SYDNEY (Reuters) -A 16-year-old girl died on Saturday after being mauled by a shark in a river in Western Australia’s state capital Perth after she jumped in the water to swim with a pod of dolphins.

Police said they were called to the scene of the attack about 3:45 p.m. Saturday (0745 GMT) near a traffic bridge in the Swan River, in the Fremantle port area of Perth.

The girl was pulled from the water with critical injuries and she died at the scene, police said in a statement.

Police believe the victim was with friends and jumped off a jet ski to swim with a pod of dolphins in the river when the shark attack occurred.

Authorities were not sure what kind of shark attacked the girl, the Australian Broadcasting Corp reported.

People were being urged to take extra caution in the Swan River around Fremantle in the wake of the mauling.
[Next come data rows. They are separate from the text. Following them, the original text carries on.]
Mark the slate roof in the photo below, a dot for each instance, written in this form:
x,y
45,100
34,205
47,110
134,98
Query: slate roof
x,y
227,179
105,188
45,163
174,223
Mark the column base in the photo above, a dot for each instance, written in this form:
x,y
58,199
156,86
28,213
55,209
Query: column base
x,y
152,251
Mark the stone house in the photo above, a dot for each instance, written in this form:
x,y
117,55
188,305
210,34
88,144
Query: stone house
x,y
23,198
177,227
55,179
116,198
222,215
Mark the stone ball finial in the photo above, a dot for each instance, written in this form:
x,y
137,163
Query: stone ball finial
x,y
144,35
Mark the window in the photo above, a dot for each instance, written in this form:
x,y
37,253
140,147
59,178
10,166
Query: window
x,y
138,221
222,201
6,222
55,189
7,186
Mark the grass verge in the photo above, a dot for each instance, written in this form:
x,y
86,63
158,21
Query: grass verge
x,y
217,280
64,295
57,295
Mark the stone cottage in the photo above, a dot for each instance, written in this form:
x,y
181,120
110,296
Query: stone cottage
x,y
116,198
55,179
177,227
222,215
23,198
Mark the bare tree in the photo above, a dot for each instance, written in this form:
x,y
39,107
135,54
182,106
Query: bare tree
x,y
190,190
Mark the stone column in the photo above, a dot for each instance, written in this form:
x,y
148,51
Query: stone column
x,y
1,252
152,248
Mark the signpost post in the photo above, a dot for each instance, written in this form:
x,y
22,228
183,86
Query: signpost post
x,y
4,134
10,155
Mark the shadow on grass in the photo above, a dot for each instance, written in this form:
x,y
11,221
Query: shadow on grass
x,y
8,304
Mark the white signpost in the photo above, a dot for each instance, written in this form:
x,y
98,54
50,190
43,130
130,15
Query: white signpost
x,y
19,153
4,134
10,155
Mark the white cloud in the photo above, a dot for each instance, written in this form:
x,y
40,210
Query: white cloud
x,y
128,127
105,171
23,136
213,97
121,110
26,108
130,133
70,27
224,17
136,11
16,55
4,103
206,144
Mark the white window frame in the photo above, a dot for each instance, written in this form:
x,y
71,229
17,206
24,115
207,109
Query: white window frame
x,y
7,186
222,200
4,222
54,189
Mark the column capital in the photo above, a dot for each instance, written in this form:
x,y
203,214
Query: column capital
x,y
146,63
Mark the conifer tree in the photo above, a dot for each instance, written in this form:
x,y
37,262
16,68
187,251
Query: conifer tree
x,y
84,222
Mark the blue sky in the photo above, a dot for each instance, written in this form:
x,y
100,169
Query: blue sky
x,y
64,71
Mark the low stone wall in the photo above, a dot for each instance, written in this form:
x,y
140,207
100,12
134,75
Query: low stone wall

The last fatal shark attack in Western Australian waters was in November 2021 when a 57-year-old man was killed by a great white shark at Perth’s Port Beach.

A man was severely injured by a bull shark while swimming in the Swan River in January 2021.

More than 100 species of shark live in the waters of Western Australia – the nation’s largest state, with bull sharks often found many kilometres upriver.

The risk of shark attacks in the state is low, according to the state government, which has set up a dedicated shark response unit to work with first responders on shark incidents.

On the east coast, several Sydney beaches, including the iconic Bondi and Bronte, were shut down last February after a swimmer was killed in a shark attack, the first such fatality at the city’s beaches in nearly 60 years.

Australia ranked behind only the United States in the number of unprovoked shark bites on humans in 2021, according to the University of Florida’s International Shark Attack File.